Metadata last updated on Jun 10, 2023
The continued development of Liberia’s agricultural sector is crucial to Liberia’s economic growth and food security. A focus on smallholder farmers helps to ensure pro-poor growth; over 70% of Liberia’s population is involved in farming and the vast majority of this population practice cultivation at the subsistence level, utilizing traditional techniques. The Smallholder Agricultural Productivity Enhancement and Commercialization project (SAPEC) aims to improve the productivity, income and nutritional outcomes of beneficiary farmers in 12 of Liberia’s 15 counties. SAPEC provides farmers with agricultural technologies, constructs and rehabilitates infrastructure to support value-chains and market linkages, as well is working to improve the institutional capacity of the Ministry of Agriculture and associated research institutions. The impact evaluation focuses most directly through the most rigorous methods on the input delivery component. SAPEC’s design incorporates a focus on women, youth and the disabled to better integrate these groups into the agricultural sector and improve their capacity. Given Liberia’s relatively low life expectancy and high youth population (42% below age 15; LISGIS 2011), it is particularly important to encourage youth participation in agriculture. Declining youth participation in the agriculture sector across Africa prompts concerns that if youth are the most open to new technologies, programs promoting new agricultural methods and varieties may struggle to convince farmers to try these new methods unless they can recruit young farmers.

We propose to study the impact of seed and tool distribution on the take-up of modern farming inputs and the use of productivity enhancing tools, thereby resulting in higher agricultural yields and improved nutritional outcomes, as measured by dietary diversity scores. The wide geographic scope of SAPEC and its focus on smallholder farmers offer a unique opportunity to generate data that can be more robustly extrapolated to the wider Liberian population. We will use data from a 2016 registration of Liberian farmers to randomly select 1,000 Liberian farmers from 100 randomly selected communities in Liberian districts serviced by SAPEC.

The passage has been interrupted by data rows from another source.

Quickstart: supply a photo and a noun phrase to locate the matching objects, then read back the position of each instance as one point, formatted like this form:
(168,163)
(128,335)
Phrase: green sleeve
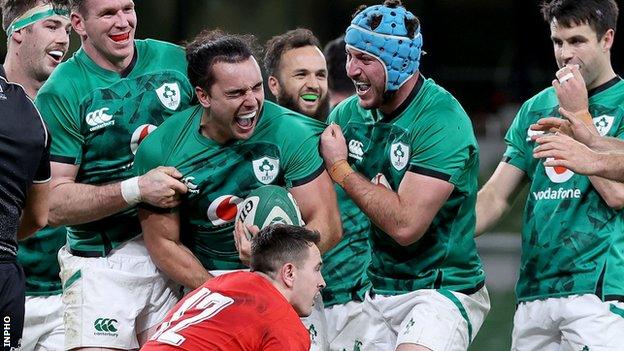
(303,163)
(62,117)
(444,147)
(516,136)
(149,155)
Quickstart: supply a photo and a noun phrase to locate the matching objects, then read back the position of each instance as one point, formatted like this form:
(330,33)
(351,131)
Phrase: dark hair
(374,21)
(214,46)
(293,39)
(336,58)
(279,244)
(12,9)
(600,15)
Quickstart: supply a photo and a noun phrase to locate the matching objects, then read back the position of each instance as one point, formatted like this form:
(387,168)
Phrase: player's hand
(243,245)
(161,187)
(569,125)
(333,145)
(570,89)
(562,151)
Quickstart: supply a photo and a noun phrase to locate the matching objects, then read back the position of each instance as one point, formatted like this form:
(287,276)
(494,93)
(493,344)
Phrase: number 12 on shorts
(202,305)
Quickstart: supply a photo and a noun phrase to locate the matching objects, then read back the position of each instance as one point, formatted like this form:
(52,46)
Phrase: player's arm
(497,195)
(35,212)
(161,232)
(75,203)
(319,209)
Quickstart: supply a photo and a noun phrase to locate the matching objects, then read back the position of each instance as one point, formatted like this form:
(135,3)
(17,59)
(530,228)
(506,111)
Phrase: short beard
(290,102)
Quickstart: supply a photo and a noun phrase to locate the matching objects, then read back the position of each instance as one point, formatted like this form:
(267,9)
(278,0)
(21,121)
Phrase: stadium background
(491,54)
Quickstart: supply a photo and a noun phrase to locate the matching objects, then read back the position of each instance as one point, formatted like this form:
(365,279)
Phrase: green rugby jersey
(98,118)
(283,150)
(38,257)
(430,134)
(572,242)
(344,266)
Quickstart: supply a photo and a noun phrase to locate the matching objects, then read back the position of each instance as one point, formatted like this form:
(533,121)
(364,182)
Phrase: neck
(399,97)
(108,63)
(277,286)
(16,73)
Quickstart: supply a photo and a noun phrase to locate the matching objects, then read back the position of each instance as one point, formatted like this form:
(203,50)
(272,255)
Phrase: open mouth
(56,55)
(246,121)
(310,97)
(362,88)
(120,37)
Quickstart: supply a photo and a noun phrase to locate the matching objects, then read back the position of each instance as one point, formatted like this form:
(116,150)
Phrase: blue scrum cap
(388,42)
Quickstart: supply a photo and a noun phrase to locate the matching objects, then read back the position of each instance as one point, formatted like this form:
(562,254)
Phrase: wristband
(585,117)
(339,171)
(130,191)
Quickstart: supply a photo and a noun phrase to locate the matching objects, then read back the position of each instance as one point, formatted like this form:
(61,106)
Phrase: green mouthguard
(309,97)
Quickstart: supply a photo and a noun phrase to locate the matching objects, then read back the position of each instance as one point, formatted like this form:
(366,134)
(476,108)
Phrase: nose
(121,20)
(312,82)
(353,69)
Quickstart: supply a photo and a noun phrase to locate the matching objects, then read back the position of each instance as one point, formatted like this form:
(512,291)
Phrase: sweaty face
(369,76)
(234,100)
(43,46)
(302,80)
(107,30)
(309,282)
(579,45)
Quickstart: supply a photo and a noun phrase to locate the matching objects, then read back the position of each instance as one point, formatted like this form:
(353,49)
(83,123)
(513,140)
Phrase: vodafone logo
(558,174)
(223,210)
(140,134)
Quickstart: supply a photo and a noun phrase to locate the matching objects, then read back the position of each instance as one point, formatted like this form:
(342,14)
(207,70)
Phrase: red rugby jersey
(235,311)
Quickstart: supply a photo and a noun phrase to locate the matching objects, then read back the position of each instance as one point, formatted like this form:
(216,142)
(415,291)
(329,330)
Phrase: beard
(290,102)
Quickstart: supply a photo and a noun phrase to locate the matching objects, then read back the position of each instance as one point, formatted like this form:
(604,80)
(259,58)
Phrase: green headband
(34,15)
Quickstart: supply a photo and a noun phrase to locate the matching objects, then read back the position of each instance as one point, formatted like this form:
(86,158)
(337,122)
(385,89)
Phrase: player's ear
(18,36)
(288,274)
(202,97)
(78,23)
(607,40)
(274,86)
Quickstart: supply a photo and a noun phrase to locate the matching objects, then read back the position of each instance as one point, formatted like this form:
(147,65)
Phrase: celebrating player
(416,144)
(100,105)
(38,34)
(298,73)
(570,274)
(255,310)
(231,143)
(296,65)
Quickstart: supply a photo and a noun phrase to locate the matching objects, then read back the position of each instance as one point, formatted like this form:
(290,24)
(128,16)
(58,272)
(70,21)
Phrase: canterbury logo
(99,119)
(105,325)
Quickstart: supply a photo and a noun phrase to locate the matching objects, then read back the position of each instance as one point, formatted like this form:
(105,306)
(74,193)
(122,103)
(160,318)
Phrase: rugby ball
(269,204)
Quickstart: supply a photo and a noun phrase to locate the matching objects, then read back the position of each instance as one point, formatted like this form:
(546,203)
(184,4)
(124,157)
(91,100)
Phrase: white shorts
(43,324)
(345,324)
(110,300)
(577,322)
(437,319)
(317,326)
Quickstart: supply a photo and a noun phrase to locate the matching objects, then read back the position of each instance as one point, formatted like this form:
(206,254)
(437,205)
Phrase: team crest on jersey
(99,119)
(399,155)
(266,169)
(223,210)
(169,95)
(139,135)
(603,124)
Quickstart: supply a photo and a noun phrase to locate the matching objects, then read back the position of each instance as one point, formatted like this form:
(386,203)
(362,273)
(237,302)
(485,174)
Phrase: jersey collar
(605,86)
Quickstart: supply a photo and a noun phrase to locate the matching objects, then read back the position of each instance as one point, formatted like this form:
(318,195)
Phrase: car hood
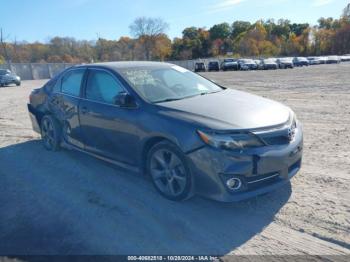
(228,110)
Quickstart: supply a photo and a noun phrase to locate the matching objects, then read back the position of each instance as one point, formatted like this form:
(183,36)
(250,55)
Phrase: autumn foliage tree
(263,38)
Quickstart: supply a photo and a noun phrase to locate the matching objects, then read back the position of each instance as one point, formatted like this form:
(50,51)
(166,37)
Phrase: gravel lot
(70,203)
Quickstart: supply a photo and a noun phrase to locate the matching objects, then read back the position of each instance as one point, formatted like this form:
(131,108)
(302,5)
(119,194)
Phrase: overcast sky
(38,20)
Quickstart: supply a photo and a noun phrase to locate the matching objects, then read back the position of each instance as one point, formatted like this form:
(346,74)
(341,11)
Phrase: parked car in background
(333,59)
(285,62)
(199,67)
(213,66)
(300,61)
(247,64)
(345,58)
(8,78)
(269,63)
(259,64)
(235,147)
(229,64)
(323,59)
(313,60)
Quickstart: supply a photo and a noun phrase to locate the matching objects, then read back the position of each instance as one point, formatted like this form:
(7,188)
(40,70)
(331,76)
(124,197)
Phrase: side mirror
(123,99)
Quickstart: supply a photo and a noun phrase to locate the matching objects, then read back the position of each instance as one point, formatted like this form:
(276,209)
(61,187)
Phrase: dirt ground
(70,203)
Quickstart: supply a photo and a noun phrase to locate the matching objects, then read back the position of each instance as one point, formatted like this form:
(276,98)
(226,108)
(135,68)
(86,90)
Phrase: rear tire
(50,133)
(169,171)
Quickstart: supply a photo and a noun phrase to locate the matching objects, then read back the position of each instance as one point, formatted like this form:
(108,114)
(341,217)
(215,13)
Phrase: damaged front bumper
(259,170)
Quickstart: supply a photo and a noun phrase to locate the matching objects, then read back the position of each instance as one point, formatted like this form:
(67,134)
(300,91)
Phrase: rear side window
(71,82)
(102,86)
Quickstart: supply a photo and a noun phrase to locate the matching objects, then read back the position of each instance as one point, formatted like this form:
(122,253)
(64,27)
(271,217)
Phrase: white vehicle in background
(324,59)
(313,60)
(333,59)
(345,58)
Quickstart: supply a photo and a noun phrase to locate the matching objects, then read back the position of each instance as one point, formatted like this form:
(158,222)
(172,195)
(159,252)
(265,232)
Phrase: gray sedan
(190,135)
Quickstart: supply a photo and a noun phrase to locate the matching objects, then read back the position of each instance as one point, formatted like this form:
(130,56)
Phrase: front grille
(261,178)
(276,140)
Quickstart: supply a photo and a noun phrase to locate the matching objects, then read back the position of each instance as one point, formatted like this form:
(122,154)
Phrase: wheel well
(148,145)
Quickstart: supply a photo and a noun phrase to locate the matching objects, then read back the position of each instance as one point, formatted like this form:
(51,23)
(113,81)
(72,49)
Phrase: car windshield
(247,61)
(4,72)
(286,60)
(167,83)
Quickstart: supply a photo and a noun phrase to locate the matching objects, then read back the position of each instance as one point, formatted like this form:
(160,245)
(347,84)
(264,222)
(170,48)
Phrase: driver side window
(102,87)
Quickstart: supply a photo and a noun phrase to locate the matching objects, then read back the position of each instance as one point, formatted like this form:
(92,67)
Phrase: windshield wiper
(180,98)
(207,93)
(167,100)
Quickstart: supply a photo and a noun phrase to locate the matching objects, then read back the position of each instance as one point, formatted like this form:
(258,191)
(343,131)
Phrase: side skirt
(114,162)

Using a randomization at multiple levels, we seek to determine whether the provision of 91%-subsidized improved seeds, tools, and fertilizer promote the take-up of modern farming inputs and improve diets. We will also study whether particular beneficiary sub-groups (by age and gender) are more likely to respond to SMS messaging with an agricultural focus and whether small adjustments to the content of these messages can result in relatively greater improvements in take-up by youth.